Crunchsports.com's guide to the King's Stand Stakes at Royal Ascot on Tuesday afternoon (due off 15:05 BST) courtesy of Bettingpro.com tipster Ross Aylward...
All eyes will be on Frankel at Royal Ascot this afternoon, but he's no betting proposition at 1/6 and there's better value to be had in the King's Stand Stakes.
Who is the favourite?
Bated Breath looked better than ever when winning the Temple Stakes last time in course record time, and he's been favourite for this race since betting opened. In recent days, he's taken a walk, though, with doubts arising over his ability to act on the prevailing soft ground (best form on fast) and in a big field (23 runners are set to go to post). For much of his career he's looked an out-and-out 6f horse too, but he did win the Temple Stakes over 5f last time in course record time and gave the impression he would relish getting a lead off the trailblazers in this Group 1 sprint. The more the ground dries out, the better his chance.

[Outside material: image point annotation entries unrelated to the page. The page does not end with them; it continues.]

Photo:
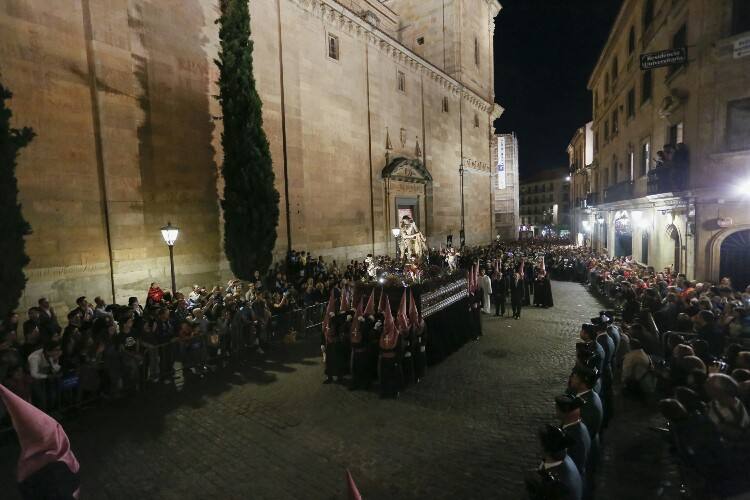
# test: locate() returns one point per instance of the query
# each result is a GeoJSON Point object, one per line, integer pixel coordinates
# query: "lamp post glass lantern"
{"type": "Point", "coordinates": [396, 232]}
{"type": "Point", "coordinates": [170, 234]}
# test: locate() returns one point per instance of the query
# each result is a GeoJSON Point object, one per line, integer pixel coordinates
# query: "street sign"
{"type": "Point", "coordinates": [670, 57]}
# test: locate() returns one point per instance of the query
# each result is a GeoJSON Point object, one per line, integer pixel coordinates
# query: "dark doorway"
{"type": "Point", "coordinates": [735, 255]}
{"type": "Point", "coordinates": [674, 234]}
{"type": "Point", "coordinates": [623, 237]}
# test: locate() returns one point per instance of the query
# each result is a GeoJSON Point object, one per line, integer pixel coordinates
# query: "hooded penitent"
{"type": "Point", "coordinates": [43, 444]}
{"type": "Point", "coordinates": [389, 337]}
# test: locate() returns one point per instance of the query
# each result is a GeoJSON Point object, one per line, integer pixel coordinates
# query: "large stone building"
{"type": "Point", "coordinates": [581, 158]}
{"type": "Point", "coordinates": [681, 210]}
{"type": "Point", "coordinates": [545, 203]}
{"type": "Point", "coordinates": [505, 186]}
{"type": "Point", "coordinates": [370, 106]}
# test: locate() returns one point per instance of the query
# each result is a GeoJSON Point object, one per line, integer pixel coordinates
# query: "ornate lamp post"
{"type": "Point", "coordinates": [396, 232]}
{"type": "Point", "coordinates": [170, 233]}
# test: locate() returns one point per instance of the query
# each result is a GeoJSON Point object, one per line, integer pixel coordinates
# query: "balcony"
{"type": "Point", "coordinates": [665, 180]}
{"type": "Point", "coordinates": [592, 199]}
{"type": "Point", "coordinates": [618, 192]}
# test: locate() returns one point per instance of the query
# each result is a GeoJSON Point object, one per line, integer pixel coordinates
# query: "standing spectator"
{"type": "Point", "coordinates": [45, 369]}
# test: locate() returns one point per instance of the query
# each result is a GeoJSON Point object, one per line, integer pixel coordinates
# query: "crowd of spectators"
{"type": "Point", "coordinates": [100, 349]}
{"type": "Point", "coordinates": [680, 344]}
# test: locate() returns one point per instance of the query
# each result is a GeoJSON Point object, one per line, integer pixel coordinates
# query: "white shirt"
{"type": "Point", "coordinates": [40, 365]}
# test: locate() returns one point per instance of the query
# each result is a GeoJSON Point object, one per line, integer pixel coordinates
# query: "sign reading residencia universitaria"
{"type": "Point", "coordinates": [661, 58]}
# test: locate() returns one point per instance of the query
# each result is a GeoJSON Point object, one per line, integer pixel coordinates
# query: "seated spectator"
{"type": "Point", "coordinates": [638, 375]}
{"type": "Point", "coordinates": [45, 370]}
{"type": "Point", "coordinates": [726, 410]}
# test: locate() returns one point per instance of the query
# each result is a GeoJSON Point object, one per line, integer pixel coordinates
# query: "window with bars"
{"type": "Point", "coordinates": [401, 78]}
{"type": "Point", "coordinates": [333, 47]}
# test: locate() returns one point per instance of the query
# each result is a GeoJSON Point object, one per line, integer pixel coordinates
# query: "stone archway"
{"type": "Point", "coordinates": [713, 255]}
{"type": "Point", "coordinates": [407, 191]}
{"type": "Point", "coordinates": [674, 234]}
{"type": "Point", "coordinates": [734, 254]}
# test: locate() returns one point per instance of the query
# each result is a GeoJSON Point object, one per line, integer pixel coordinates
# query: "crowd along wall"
{"type": "Point", "coordinates": [121, 92]}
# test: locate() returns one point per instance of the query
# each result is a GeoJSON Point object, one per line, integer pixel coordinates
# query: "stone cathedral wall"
{"type": "Point", "coordinates": [120, 94]}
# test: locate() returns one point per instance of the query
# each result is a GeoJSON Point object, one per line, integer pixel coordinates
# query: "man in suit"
{"type": "Point", "coordinates": [517, 294]}
{"type": "Point", "coordinates": [557, 477]}
{"type": "Point", "coordinates": [500, 285]}
{"type": "Point", "coordinates": [568, 409]}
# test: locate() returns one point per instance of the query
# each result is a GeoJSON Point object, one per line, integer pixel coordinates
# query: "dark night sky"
{"type": "Point", "coordinates": [545, 51]}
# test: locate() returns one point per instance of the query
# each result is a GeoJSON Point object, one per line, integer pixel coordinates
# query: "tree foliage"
{"type": "Point", "coordinates": [13, 227]}
{"type": "Point", "coordinates": [250, 202]}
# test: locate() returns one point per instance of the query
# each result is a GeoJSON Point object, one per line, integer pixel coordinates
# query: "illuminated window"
{"type": "Point", "coordinates": [333, 47]}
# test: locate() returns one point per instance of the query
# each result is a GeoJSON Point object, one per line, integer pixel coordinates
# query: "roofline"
{"type": "Point", "coordinates": [608, 44]}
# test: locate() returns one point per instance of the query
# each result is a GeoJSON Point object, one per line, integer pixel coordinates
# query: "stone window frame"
{"type": "Point", "coordinates": [331, 37]}
{"type": "Point", "coordinates": [401, 81]}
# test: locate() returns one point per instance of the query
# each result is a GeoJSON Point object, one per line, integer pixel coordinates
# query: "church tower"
{"type": "Point", "coordinates": [454, 35]}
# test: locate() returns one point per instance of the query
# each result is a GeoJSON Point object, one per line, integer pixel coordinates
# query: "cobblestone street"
{"type": "Point", "coordinates": [270, 429]}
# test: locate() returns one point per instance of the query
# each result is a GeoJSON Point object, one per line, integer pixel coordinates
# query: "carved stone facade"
{"type": "Point", "coordinates": [120, 95]}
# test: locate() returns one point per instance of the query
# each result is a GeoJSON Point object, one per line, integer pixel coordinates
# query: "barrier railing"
{"type": "Point", "coordinates": [117, 370]}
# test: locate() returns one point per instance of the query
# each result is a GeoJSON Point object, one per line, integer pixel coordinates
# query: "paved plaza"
{"type": "Point", "coordinates": [270, 429]}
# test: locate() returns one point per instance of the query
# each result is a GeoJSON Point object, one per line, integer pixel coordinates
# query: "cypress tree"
{"type": "Point", "coordinates": [250, 202]}
{"type": "Point", "coordinates": [13, 227]}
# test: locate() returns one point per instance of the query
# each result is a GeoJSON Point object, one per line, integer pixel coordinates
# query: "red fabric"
{"type": "Point", "coordinates": [413, 312]}
{"type": "Point", "coordinates": [390, 334]}
{"type": "Point", "coordinates": [155, 294]}
{"type": "Point", "coordinates": [370, 308]}
{"type": "Point", "coordinates": [344, 300]}
{"type": "Point", "coordinates": [402, 319]}
{"type": "Point", "coordinates": [43, 441]}
{"type": "Point", "coordinates": [352, 487]}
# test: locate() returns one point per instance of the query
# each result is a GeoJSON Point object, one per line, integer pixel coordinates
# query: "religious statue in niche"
{"type": "Point", "coordinates": [413, 242]}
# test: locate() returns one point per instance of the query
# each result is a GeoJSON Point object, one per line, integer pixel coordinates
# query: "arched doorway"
{"type": "Point", "coordinates": [674, 235]}
{"type": "Point", "coordinates": [623, 235]}
{"type": "Point", "coordinates": [735, 255]}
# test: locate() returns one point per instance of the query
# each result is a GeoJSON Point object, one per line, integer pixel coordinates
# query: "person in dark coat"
{"type": "Point", "coordinates": [608, 347]}
{"type": "Point", "coordinates": [360, 360]}
{"type": "Point", "coordinates": [569, 414]}
{"type": "Point", "coordinates": [557, 477]}
{"type": "Point", "coordinates": [500, 286]}
{"type": "Point", "coordinates": [581, 384]}
{"type": "Point", "coordinates": [517, 294]}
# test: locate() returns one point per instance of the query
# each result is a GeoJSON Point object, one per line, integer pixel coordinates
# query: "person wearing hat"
{"type": "Point", "coordinates": [568, 409]}
{"type": "Point", "coordinates": [557, 477]}
{"type": "Point", "coordinates": [588, 335]}
{"type": "Point", "coordinates": [608, 346]}
{"type": "Point", "coordinates": [581, 384]}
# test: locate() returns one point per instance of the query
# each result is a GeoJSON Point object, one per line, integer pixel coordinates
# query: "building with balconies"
{"type": "Point", "coordinates": [581, 157]}
{"type": "Point", "coordinates": [545, 202]}
{"type": "Point", "coordinates": [671, 138]}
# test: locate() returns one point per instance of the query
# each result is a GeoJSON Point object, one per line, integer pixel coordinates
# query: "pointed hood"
{"type": "Point", "coordinates": [382, 301]}
{"type": "Point", "coordinates": [344, 300]}
{"type": "Point", "coordinates": [43, 441]}
{"type": "Point", "coordinates": [413, 311]}
{"type": "Point", "coordinates": [389, 337]}
{"type": "Point", "coordinates": [370, 308]}
{"type": "Point", "coordinates": [402, 318]}
{"type": "Point", "coordinates": [352, 487]}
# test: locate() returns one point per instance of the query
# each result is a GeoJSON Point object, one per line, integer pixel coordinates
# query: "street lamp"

Who are his main challengers?
This race has gone to overseas sprinters in six of the last nine years and the away team looks strong again this time with Australian, French and Hong Kong-based representatives all prominent in the market. The Aussies have done the bulk of the damage in that time with four winners and their sole pick Ortensia will go close if she can repeat the form she showed when winning the group 1 Al Quoz Sprint at Meydan in March from a fast-finishing Sole Power. The latter has since filled the same spot behind Bated Breath in the Temple Stakes, and will no doubt be doing all his best work late on. The same comment applies to Gallic raider Wizz Kid, who has been solidly supported into 9/2 in a place from an early 12/1, and soft ground is no concern to him. Fast conditions, however, are an unknown quantity to Hong Kong-based Little Bridge, who booked his passage to Ascot by winning a local Group 2 in April.
Any decent outsiders?
Last year's 7/1 winner Prohibit is as big as 16/1 this time on account of the fact he's disappointed in four starts this season, and he's hard to trust now. Margot Did sprang a 25/1 surprise when winning last season's Nunthorpe under Hayley Turner but was possibly favoured by her draw and hasn't finished better than eighth in four subsequent starts. Joy And Fun appears held by Ortensia, having finished third to that horse at Meydan, and may well be better suited to 6f. A bigger danger looks to be last season's Prix de l'Abbaye winner Tangerine Trees, who "wasn't right" according to his trainer when finishing stone last in this race 12 months ago, and was in need of the run when seventh in the Temple on his reappearance. The rest are very hard to fancy.
Effect of the draw?
Seven of the last 10 winners have exited from a double-figure draw, which is a negative for Ortensia (five) and Bated Breath (eight), although winners tend to come from across the track in big fields on the straight course, and any advantage can often be attributed to where the pace is.
What's the verdict?
The key to the race is the ground with Wizz Kid showing a definite liking for soft ground, while Bated Breath and Ortensia (amongst others) preferring quicker conditions. It's officially 'good' on the straight course at the time of writing with no rain forecast, so I'm going to plump for ORTENSIA, a 5/1 shot at time of writing, to keep up the fantastic record of Australian-trained sprinters. If she wins, it will also make her compatriot Black Caviar an even bigger certainty for the Golden Jubilee later in the week.